When I asked Patterson, Jacobs, and other WAG bag proponents whether they thought that people who can’t even be bothered to dig a cat hole will truly be willing to shit into a plastic bag and carry it out, everyone gave me a variation of the same optimistic answer. “Years ago, people really didn’t want to pick up after their dogs,” Patterson says. “They said, ‘No way will I ever do that.’ And now it’s part of our culture to clean up after our dogs. Some people are still irresponsible, of course, but there was a switch at some point that made most people change their behavior. Many of us are now saying that that same switch needs to occur in how we deal with human waste.”
Honestly, bringing WAG bags on every backcountry excursion and carrying days’ worth of your own poop out of the wilderness on a multiday trip is not appealing. But ultimately, it’s less gross than eating, sleeping, and playing on poop-filled public lands.
Tips and Tricks for Doggie-Bagging It
What to use:
Double-layered bags with chemical powder to render feces inert are commonly known as WAG bags. There are a variety of brands available—the most common is the Cleanwaste Go Anywhere Toilet Kit Waste Bag ($2.95 each). Other backcountry waste kits, such as Pact Outdoors, include tablets with mycelium (fungi) that promise to more effectively break down buried human waste, but some scientists and land managers worry that such products could introduce nonnative fungi to an environment.

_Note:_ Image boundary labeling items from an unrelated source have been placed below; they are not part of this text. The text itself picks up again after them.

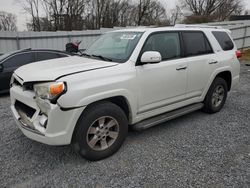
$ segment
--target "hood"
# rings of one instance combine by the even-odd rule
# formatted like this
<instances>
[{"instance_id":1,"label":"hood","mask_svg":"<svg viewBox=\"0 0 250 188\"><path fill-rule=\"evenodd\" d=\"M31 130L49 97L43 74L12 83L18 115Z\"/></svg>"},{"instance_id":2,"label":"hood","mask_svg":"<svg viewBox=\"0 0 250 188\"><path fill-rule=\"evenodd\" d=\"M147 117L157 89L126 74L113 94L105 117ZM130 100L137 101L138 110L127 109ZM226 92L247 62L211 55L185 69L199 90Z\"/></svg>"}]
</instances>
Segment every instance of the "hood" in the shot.
<instances>
[{"instance_id":1,"label":"hood","mask_svg":"<svg viewBox=\"0 0 250 188\"><path fill-rule=\"evenodd\" d=\"M23 82L51 81L63 76L115 66L105 62L79 56L51 59L24 65L15 71Z\"/></svg>"}]
</instances>

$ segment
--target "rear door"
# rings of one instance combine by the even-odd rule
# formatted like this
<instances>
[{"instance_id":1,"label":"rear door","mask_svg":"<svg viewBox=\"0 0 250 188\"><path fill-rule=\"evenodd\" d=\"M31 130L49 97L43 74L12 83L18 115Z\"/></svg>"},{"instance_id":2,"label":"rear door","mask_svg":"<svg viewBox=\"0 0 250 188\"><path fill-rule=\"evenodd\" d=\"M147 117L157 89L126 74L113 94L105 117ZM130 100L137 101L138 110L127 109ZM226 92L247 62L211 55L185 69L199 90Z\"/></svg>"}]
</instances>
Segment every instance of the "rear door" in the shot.
<instances>
[{"instance_id":1,"label":"rear door","mask_svg":"<svg viewBox=\"0 0 250 188\"><path fill-rule=\"evenodd\" d=\"M188 67L187 98L199 97L218 63L217 56L202 31L183 31L182 39Z\"/></svg>"},{"instance_id":2,"label":"rear door","mask_svg":"<svg viewBox=\"0 0 250 188\"><path fill-rule=\"evenodd\" d=\"M3 71L0 74L0 90L9 89L11 76L18 67L32 63L34 61L34 52L19 53L7 58L2 63Z\"/></svg>"}]
</instances>

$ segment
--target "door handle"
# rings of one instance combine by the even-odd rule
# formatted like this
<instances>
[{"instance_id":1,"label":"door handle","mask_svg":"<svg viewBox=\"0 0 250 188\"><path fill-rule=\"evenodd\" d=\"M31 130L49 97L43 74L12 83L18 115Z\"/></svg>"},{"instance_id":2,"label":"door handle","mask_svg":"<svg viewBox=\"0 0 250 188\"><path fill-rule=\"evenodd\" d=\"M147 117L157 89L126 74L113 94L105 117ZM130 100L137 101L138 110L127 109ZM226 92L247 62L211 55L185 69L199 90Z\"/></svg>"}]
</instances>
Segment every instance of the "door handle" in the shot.
<instances>
[{"instance_id":1,"label":"door handle","mask_svg":"<svg viewBox=\"0 0 250 188\"><path fill-rule=\"evenodd\" d=\"M209 64L212 65L212 64L216 64L218 63L218 61L210 61Z\"/></svg>"},{"instance_id":2,"label":"door handle","mask_svg":"<svg viewBox=\"0 0 250 188\"><path fill-rule=\"evenodd\" d=\"M183 66L183 67L177 67L177 68L176 68L176 70L177 70L177 71L180 71L180 70L186 70L186 69L187 69L187 67L186 67L186 66Z\"/></svg>"}]
</instances>

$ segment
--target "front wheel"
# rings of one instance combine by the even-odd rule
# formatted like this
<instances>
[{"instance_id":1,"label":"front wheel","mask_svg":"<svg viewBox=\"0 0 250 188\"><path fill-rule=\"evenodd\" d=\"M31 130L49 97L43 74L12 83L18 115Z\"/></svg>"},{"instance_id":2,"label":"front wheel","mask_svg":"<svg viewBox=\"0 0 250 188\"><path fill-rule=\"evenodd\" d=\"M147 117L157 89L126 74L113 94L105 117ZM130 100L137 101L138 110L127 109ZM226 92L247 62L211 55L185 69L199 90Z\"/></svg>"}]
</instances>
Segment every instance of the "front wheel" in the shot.
<instances>
[{"instance_id":1,"label":"front wheel","mask_svg":"<svg viewBox=\"0 0 250 188\"><path fill-rule=\"evenodd\" d=\"M225 104L227 92L226 81L220 77L215 78L204 100L203 111L210 114L219 112Z\"/></svg>"},{"instance_id":2,"label":"front wheel","mask_svg":"<svg viewBox=\"0 0 250 188\"><path fill-rule=\"evenodd\" d=\"M128 120L123 110L110 102L86 109L78 120L73 145L88 160L100 160L115 153L126 138Z\"/></svg>"}]
</instances>

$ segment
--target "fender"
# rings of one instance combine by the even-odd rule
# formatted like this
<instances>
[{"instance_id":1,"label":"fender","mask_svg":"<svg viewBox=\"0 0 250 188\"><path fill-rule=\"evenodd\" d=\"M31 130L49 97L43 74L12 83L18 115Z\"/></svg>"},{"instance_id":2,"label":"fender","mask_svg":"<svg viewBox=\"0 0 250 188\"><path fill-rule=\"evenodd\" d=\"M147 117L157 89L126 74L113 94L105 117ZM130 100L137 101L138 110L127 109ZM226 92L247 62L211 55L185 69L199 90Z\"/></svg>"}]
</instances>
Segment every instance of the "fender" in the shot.
<instances>
[{"instance_id":1,"label":"fender","mask_svg":"<svg viewBox=\"0 0 250 188\"><path fill-rule=\"evenodd\" d=\"M203 91L203 94L201 96L202 100L205 99L206 95L207 95L207 92L211 86L211 84L213 83L214 79L216 78L216 76L222 72L225 72L225 71L229 71L232 75L232 67L230 66L224 66L224 67L220 67L220 68L217 68L213 73L212 75L210 76L210 79L205 87L205 90Z\"/></svg>"},{"instance_id":2,"label":"fender","mask_svg":"<svg viewBox=\"0 0 250 188\"><path fill-rule=\"evenodd\" d=\"M86 107L94 102L98 102L101 100L109 99L112 97L124 97L128 108L129 108L129 113L131 115L130 121L132 121L136 115L136 109L137 109L137 102L136 98L134 95L130 94L127 90L125 89L115 89L115 90L109 90L109 91L103 91L99 93L95 93L89 96L83 97L75 106L64 106L60 101L58 101L58 105L62 109L74 109L74 108L80 108L80 107Z\"/></svg>"}]
</instances>

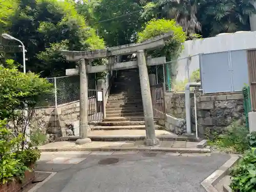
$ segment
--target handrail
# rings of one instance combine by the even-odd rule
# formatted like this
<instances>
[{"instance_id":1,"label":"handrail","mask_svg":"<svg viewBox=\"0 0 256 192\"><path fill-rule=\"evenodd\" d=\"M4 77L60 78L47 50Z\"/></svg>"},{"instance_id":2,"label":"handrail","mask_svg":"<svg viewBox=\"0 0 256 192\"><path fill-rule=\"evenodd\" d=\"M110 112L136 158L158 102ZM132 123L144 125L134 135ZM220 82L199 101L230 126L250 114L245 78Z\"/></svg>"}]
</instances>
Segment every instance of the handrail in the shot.
<instances>
[{"instance_id":1,"label":"handrail","mask_svg":"<svg viewBox=\"0 0 256 192\"><path fill-rule=\"evenodd\" d=\"M114 75L114 74L113 74L112 76L110 78L110 79L109 80L109 85L108 86L108 89L106 89L106 91L105 92L105 97L106 96L107 93L109 92L109 91L110 91L110 88L112 86L112 83L113 83L113 81L114 79L114 77L115 77L115 75Z\"/></svg>"}]
</instances>

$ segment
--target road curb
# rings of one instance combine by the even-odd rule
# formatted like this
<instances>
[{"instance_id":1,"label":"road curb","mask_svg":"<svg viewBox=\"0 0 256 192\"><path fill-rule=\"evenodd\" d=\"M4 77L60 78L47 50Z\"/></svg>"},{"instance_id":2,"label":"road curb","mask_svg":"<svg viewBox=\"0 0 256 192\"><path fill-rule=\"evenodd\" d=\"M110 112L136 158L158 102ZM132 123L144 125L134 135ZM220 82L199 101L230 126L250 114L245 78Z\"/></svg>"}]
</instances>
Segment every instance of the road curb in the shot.
<instances>
[{"instance_id":1,"label":"road curb","mask_svg":"<svg viewBox=\"0 0 256 192\"><path fill-rule=\"evenodd\" d=\"M34 187L31 188L30 189L28 190L28 192L35 192L41 187L42 185L44 185L45 183L50 180L57 173L56 172L40 172L40 171L35 171L35 172L38 173L46 173L51 174L46 179L45 179L42 182L40 182L35 185Z\"/></svg>"},{"instance_id":2,"label":"road curb","mask_svg":"<svg viewBox=\"0 0 256 192\"><path fill-rule=\"evenodd\" d=\"M174 147L66 147L40 148L41 152L63 152L63 151L147 151L179 153L209 153L208 148L174 148Z\"/></svg>"},{"instance_id":3,"label":"road curb","mask_svg":"<svg viewBox=\"0 0 256 192\"><path fill-rule=\"evenodd\" d=\"M238 162L239 158L238 155L231 155L228 160L201 183L202 186L207 192L219 192L214 186L229 174L229 168Z\"/></svg>"},{"instance_id":4,"label":"road curb","mask_svg":"<svg viewBox=\"0 0 256 192\"><path fill-rule=\"evenodd\" d=\"M228 185L223 185L223 191L224 192L232 192L232 189Z\"/></svg>"}]
</instances>

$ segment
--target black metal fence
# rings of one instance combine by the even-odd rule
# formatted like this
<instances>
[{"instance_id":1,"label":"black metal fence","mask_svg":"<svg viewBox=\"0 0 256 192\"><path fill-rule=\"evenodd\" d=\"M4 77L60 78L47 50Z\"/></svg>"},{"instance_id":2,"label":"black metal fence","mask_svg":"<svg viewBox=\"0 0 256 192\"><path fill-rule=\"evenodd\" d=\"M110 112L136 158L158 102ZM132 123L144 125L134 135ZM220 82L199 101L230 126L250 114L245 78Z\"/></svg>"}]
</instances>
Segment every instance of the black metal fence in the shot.
<instances>
[{"instance_id":1,"label":"black metal fence","mask_svg":"<svg viewBox=\"0 0 256 192\"><path fill-rule=\"evenodd\" d=\"M155 119L165 119L164 86L164 83L159 83L150 87Z\"/></svg>"}]
</instances>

If you’re paddling a canoe, raft, or kayak, you can also use a groover, which is an ammo can or other hard-sided container, sometimes with a toilet seat on top. Such options are too bulky and heavy for hiking or biking, however, and have to be emptied and cleaned after your trip, unlike WAG bags, which can be tossed in the trash.
How to use a WAG bag:
Open the outer bag, remove the toilet paper and sanitizing wipe, unroll the interior bag, and prop it up on the ground. Then squat over it and do your business directly into the bag. Although the bags come with TP, it’s a good idea to have extra on hand, just in case (and you can’t have too much hand sanitizer, either).
When you’re done, drop your toilet paper right into the bag and seal it up. Even though the chemical crystals in the bag render your poop inert, it’s still a good idea to keep it away from any food in your backpack—tying it to the outside of the pack will also prevent an explosion on all your stuff if you drop it or sit on it. Another tip, if you collect multiple WAG bags on your trip, is to bring a lightweight dry bag and stick them all in there. When you return to civilization, simply throw your WAG bags into the trash.